The Riddler walked into the crowd at an unhurried pace and let them close around him.
"One more thing," he said, as if it had just occurred to him. "Tonight. Grand Theatre. I'm giving a speech. Everyone attends. Anyone who can't make it — I'll assume they have a reason I won't find satisfying."
"No problem, Riddler," his closest lieutenant said, with complete confidence. "Everyone will be there."
The Riddler smiled.
That evening, Poison Ivy arrived at the Grand Theatre before anyone else.
The Riddler's speech ran for thirty minutes. He kept the crowd engaged, hit his marks, didn't rush. At the twenty-eight minute mark, the hallucinogenic compound that Ivy's plants had been quietly dispersing through the theater's ventilation since well before the doors opened reached effective concentration in the enclosed space.
At the thirty minute mark, several hundred armed men sat down simultaneously and did not get up.
"Police," Jude called from the stage, pulling off the top hat, "you can come in now."
The doors opened. Gotham City Police Department officers filed in from four entrances in gas masks, moving with the organized efficiency of people who had been waiting outside for a while and were glad to finally have something to do. Handcuffs. Weapons collected. Bodies sorted. Within forty minutes, the Riddler's entire hired army was in zip ties on the floor of the theater, ready for processing.
The next morning, Gotham was overcast again. The brief, disorienting spell of clear skies had ended sometime during the night, and the familiar gray-brown cloud cover had returned, settling back over the skyline like a cat reclaiming its preferred spot. Whatever the city had been doing with sunshine, it had apparently decided it wasn't working for it.
The news ran all morning.
"Through the efforts of the Gotham City Police Department — and with the assistance of Batman and Kite Man — the Riddler and the Joker are both in custody, along with thousands of hired personnel. The criminals have been distributed to police stations across multiple cities to manage the load on Gotham's corrections system."

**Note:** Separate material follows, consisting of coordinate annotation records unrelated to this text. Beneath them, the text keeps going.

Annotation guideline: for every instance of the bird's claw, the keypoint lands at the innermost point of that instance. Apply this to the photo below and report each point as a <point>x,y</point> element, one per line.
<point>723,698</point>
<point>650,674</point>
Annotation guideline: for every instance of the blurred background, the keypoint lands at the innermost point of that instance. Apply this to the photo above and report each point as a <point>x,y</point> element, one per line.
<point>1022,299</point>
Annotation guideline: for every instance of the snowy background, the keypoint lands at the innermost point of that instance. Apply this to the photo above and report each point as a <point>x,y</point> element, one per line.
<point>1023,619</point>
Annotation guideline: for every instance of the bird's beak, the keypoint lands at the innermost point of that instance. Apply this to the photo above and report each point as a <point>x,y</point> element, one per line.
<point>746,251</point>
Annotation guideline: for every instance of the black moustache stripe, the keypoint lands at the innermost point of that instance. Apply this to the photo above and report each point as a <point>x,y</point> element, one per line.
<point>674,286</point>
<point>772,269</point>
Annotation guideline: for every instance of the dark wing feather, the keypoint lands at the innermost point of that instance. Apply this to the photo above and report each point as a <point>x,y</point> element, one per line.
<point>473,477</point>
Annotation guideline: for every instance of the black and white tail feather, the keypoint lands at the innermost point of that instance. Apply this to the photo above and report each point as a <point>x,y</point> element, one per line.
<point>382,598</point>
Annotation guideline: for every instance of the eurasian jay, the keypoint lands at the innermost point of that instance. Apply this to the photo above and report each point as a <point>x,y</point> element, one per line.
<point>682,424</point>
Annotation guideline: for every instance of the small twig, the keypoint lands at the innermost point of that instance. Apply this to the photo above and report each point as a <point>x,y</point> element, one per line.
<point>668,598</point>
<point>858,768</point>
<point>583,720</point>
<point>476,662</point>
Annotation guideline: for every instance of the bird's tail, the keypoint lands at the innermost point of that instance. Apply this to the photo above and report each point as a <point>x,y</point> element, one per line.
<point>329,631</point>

"I'll admit I underestimated the GCPD. They're tougher than they look. Even after the bombing, they held together and helped turn the tide. Commissioner Gordon and his officers deserve something from the city for what they went through. A bonus, at minimum. A statue, ideally."
"Frank, has your opinion on Batman changed at all?"
"Bill, I won't say he contributed nothing. He contributed some things. But he's still technically a criminal operating outside the law. And the real work — the rebuilding, the restoration — that's not his department. Meanwhile, Bruce Wayne donated the full five hundred million recovered by police to Gotham reconstruction. That's a real, documented, constructive contribution."
"Frank, I keep waiting for you to run out of road on this position, and every time you find more road. It's remarkable. It genuinely might be a medical condition."
"I'm not saying Batman is—"
"Do you want me to look up the Guinness record application process? I'm asking sincerely."